Kohlschreiber d. Hewitt, 7/6 6/3

Tsonga d. Nadal, 6/7 6/4 6/1

Roddick d. Verdasco, 6/2 6/2

The best day’s line up since yesterday provided some better play, and an uneasy sense of things happening in pairs: both defending champions went out, two Brits made the last four at Queens, two Germans made the semis in Halle, two Frenchmen impressed mightily, and two things happened that haven’t happened in a long time, namely that Rafael Nadal lost to someone other than Novak Djokovic, and that Andy Roddick played imposingly well. These goings-on all interlock, which may seem cosmically significant, but isn’t.

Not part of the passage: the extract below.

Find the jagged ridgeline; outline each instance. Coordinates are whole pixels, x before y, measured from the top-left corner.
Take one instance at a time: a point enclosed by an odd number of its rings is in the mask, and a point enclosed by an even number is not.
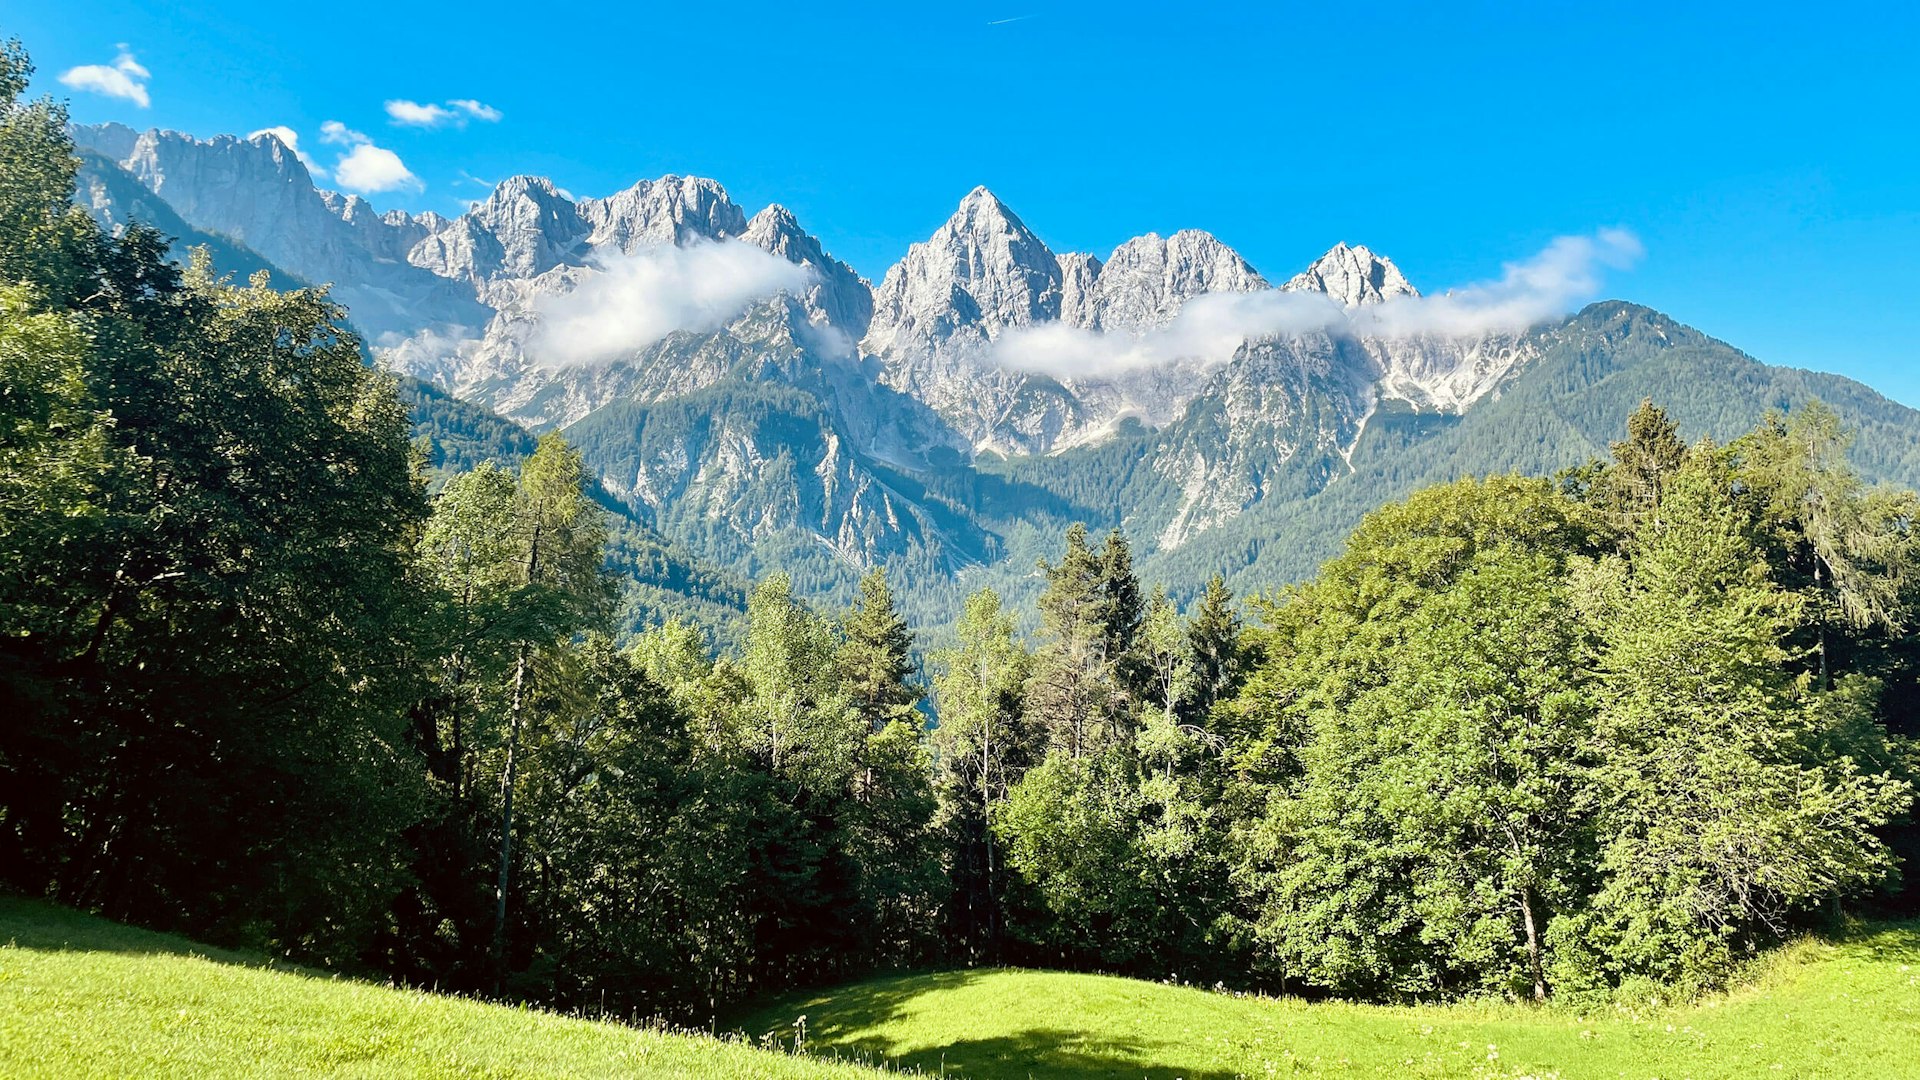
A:
[[[872,285],[784,208],[749,215],[710,180],[575,198],[523,176],[459,217],[382,214],[317,188],[270,134],[75,136],[103,221],[331,282],[379,361],[420,380],[437,464],[563,430],[662,568],[654,599],[716,605],[709,622],[773,570],[838,603],[886,566],[923,628],[981,585],[1024,606],[1073,521],[1125,529],[1176,598],[1216,572],[1271,587],[1419,486],[1587,461],[1648,397],[1722,439],[1818,397],[1858,432],[1863,474],[1920,484],[1920,414],[1631,304],[1523,330],[1183,330],[1196,302],[1418,296],[1364,247],[1284,280],[1191,230],[1062,254],[978,188]],[[689,280],[731,284],[663,294]]]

Lleyton Hewitt fell to Philip Kohlschreiber, a victory for German patriots and aesthetes and lovers of tremendous ball striking, the last of which includes Hewitt. It somewhat eases the pressure on the Australian. He now has no titles to defend, and courtesy of his busy schedule of surgery and aborted comebacks he won’t have a top 100 ranking to worry about either. Somehow, in spite of it all, he still believes he’s a chance at the majors – a living advertisement for psychotically positive thinking – though it’ll be interesting to see if he still believes it whilst submitting to Qualifying, and after he has cleared 30.

Andy Murray has come out this week and decried the slowness of the Queens grass, which as an assessment hardly gels with my overall viewing experience. It seems pretty slick to me, although that impression may partly owe to how poorly some players are transitioning from the clay, or just how rubbish they are on grass in the first place. Either way, it is clearly too fast for real tennis, and therefore for Fernando Verdasco. Fortunately, Roddick was unreal, for the first time in years.